From: Alex Elder <elder@inktank.com>
To: Sage Weil <sage@inktank.com>
Cc: ceph-devel@vger.kernel.org
Subject: Re: [PATCH 3/3] libceph: WARN, don't BUG on unexpected connection states
Date: Thu, 27 Dec 2012 20:01:47 -0600 [thread overview]
Message-ID: <50DCFD8B.7000603@inktank.com> (raw)
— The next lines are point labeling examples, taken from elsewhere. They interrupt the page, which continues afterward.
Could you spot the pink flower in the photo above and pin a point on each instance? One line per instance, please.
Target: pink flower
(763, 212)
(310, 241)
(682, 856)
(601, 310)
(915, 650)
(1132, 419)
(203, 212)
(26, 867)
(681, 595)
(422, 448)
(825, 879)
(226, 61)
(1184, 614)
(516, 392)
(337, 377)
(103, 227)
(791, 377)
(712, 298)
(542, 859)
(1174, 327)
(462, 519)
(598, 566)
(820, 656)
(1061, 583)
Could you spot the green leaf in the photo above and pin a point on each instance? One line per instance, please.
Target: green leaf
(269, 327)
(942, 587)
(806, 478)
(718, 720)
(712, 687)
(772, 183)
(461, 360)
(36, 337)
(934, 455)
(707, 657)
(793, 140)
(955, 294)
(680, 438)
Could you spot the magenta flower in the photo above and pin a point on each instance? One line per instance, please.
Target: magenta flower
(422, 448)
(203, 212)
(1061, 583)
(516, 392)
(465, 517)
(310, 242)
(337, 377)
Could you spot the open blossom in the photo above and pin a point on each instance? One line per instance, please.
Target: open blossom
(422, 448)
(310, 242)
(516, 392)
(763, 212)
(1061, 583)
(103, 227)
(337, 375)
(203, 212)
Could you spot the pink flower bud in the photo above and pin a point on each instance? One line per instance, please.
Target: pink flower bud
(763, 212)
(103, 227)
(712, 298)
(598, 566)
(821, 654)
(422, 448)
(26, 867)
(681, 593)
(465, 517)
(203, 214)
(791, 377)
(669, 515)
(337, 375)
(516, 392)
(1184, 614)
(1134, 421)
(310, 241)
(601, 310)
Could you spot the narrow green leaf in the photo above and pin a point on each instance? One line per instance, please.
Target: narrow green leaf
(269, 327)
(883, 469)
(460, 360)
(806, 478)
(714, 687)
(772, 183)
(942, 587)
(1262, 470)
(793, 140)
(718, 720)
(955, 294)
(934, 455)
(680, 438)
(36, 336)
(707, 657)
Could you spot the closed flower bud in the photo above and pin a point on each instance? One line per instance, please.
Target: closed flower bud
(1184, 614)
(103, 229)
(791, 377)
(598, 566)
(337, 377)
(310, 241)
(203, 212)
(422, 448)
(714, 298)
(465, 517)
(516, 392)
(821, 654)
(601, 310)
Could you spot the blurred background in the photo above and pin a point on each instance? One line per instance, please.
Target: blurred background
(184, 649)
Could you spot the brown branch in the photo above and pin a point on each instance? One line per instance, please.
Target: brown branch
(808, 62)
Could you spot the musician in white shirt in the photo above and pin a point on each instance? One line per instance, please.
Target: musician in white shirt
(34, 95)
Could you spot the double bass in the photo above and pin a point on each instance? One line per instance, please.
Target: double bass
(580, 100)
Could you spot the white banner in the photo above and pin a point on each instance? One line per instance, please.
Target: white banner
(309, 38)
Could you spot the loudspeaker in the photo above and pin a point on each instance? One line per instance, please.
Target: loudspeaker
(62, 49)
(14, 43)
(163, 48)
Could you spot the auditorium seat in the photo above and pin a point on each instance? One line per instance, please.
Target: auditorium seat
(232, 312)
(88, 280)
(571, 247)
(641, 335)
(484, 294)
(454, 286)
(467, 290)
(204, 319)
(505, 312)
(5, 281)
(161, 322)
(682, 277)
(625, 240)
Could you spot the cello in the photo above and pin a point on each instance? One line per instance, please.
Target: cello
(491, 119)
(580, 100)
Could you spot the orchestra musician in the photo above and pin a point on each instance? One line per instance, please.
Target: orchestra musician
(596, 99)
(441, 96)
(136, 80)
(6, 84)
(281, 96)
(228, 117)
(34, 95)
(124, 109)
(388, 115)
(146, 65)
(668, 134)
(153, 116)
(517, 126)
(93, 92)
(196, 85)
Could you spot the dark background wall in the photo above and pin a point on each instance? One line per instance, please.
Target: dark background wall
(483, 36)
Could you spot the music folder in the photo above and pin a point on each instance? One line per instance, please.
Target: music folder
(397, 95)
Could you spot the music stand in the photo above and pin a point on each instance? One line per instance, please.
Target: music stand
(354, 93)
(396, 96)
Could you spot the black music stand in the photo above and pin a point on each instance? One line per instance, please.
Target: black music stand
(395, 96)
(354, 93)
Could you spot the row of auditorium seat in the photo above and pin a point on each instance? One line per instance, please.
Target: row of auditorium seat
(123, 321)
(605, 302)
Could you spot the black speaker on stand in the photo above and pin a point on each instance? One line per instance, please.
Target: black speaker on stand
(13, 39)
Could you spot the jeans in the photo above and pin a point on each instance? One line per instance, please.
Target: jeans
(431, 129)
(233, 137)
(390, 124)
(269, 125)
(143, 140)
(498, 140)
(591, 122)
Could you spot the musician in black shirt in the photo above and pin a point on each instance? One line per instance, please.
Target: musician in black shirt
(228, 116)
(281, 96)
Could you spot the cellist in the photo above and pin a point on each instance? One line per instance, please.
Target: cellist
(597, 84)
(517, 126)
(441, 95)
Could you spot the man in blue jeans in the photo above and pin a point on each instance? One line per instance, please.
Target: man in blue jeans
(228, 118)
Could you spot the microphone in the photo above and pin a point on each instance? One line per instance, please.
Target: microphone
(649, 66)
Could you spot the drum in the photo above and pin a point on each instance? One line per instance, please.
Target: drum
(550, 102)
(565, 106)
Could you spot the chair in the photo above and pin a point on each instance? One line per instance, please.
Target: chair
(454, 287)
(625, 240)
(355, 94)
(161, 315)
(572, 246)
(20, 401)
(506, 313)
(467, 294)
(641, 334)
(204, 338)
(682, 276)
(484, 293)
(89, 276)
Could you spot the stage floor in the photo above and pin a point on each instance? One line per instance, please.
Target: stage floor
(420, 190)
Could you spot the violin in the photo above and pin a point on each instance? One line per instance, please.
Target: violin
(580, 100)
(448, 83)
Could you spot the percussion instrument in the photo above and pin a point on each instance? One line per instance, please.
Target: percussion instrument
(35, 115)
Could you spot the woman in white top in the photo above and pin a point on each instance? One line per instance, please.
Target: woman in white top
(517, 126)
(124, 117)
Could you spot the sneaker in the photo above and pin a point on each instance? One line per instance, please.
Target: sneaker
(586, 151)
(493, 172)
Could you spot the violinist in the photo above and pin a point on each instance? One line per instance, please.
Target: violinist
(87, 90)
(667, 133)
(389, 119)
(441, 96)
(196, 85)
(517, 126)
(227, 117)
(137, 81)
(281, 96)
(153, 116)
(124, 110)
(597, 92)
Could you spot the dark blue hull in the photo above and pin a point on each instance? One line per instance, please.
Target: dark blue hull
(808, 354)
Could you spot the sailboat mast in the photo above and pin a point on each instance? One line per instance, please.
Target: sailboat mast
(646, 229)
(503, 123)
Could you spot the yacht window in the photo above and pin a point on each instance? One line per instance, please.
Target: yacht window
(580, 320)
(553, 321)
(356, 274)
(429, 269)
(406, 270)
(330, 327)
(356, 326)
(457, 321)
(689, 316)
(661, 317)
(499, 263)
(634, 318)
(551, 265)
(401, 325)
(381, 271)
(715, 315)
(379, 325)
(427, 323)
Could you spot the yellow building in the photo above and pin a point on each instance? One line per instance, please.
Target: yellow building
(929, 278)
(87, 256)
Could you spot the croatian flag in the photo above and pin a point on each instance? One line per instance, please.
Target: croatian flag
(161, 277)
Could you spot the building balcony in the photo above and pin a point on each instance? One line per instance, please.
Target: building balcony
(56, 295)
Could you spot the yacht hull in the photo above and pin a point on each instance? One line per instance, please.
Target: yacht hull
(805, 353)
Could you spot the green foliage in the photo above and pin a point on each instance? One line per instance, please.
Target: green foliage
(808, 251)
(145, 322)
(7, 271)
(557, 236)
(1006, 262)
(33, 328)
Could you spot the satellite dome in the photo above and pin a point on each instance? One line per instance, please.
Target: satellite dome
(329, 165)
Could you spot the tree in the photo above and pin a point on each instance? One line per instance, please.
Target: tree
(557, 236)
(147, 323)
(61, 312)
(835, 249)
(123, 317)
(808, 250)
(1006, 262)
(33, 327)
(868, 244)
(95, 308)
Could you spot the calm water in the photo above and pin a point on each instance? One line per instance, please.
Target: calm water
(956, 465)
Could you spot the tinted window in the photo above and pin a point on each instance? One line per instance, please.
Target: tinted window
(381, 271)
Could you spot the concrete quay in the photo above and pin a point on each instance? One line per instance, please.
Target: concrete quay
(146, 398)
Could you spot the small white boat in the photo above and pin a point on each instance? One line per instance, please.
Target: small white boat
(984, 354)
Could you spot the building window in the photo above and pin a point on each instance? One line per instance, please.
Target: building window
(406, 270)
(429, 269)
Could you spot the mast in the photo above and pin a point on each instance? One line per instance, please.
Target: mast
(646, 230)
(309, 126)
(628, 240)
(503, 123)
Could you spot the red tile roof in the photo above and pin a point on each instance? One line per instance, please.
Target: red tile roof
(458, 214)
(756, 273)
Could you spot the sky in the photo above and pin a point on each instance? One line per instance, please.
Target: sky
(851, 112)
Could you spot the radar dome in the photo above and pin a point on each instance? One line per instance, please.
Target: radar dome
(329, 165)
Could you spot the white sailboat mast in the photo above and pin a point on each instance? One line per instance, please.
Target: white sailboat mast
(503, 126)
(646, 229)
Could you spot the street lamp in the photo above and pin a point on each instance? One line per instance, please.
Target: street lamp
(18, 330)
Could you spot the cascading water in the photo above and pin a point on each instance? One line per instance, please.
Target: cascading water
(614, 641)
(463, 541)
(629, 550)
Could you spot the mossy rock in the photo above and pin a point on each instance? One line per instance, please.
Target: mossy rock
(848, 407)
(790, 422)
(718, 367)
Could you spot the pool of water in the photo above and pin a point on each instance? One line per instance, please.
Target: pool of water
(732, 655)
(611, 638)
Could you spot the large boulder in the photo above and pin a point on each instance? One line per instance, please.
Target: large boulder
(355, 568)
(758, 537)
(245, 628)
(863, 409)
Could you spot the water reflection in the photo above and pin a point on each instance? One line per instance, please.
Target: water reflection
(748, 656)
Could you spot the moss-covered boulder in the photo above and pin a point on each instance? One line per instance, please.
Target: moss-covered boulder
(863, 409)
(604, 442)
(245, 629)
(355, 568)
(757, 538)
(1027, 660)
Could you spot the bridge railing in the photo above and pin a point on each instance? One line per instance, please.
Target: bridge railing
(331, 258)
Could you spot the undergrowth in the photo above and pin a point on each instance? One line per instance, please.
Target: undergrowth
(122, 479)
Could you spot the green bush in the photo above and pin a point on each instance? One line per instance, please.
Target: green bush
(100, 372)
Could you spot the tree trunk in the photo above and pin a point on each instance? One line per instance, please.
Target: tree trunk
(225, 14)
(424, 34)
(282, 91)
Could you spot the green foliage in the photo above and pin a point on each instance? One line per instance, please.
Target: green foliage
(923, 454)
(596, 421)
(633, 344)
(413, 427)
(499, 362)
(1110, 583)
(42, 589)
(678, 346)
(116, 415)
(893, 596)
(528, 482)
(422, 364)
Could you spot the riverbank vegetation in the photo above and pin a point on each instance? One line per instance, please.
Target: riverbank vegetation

In-Reply-To: <alpine.DEB.2.00.1212271655190.22449@cobra.newdream.net>
On 12/27/2012 06:57 PM, Sage Weil wrote:
> I agree that we should do BUG -> WARN on con->state everywhere.
>
> But I don't think we should drop any of them, yet. For Ugis's particular
> crash, it was fail_protocol()'s fault... see my other patch. The rest of
> the time, a socket close should be caught at the top of con_work().
I looked at it again, and I think you're right. I'd rather keep
the constraints in anyway. So I will remove that last hunk from
this patch.
> For any other cases where we see con->state changing when we don't expect
> it to, let's look at them on a case-by-case basis and address them in
> separate patches?
Good plan. With WARN_ON() rather than BUG_ON() if we find something
we got wrong it won't be a serious problem.
-Alex
> sage
>
>
> On Thu, 27 Dec 2012, Alex Elder wrote:
>
>> A number of assertions in the ceph messenger are implemented with
>> BUG_ON(), killing the system if connection's state doesn't match
>> what's expected. At this point our state model is (evidently) not
>> well understood enough for these assertions to trigger a BUG().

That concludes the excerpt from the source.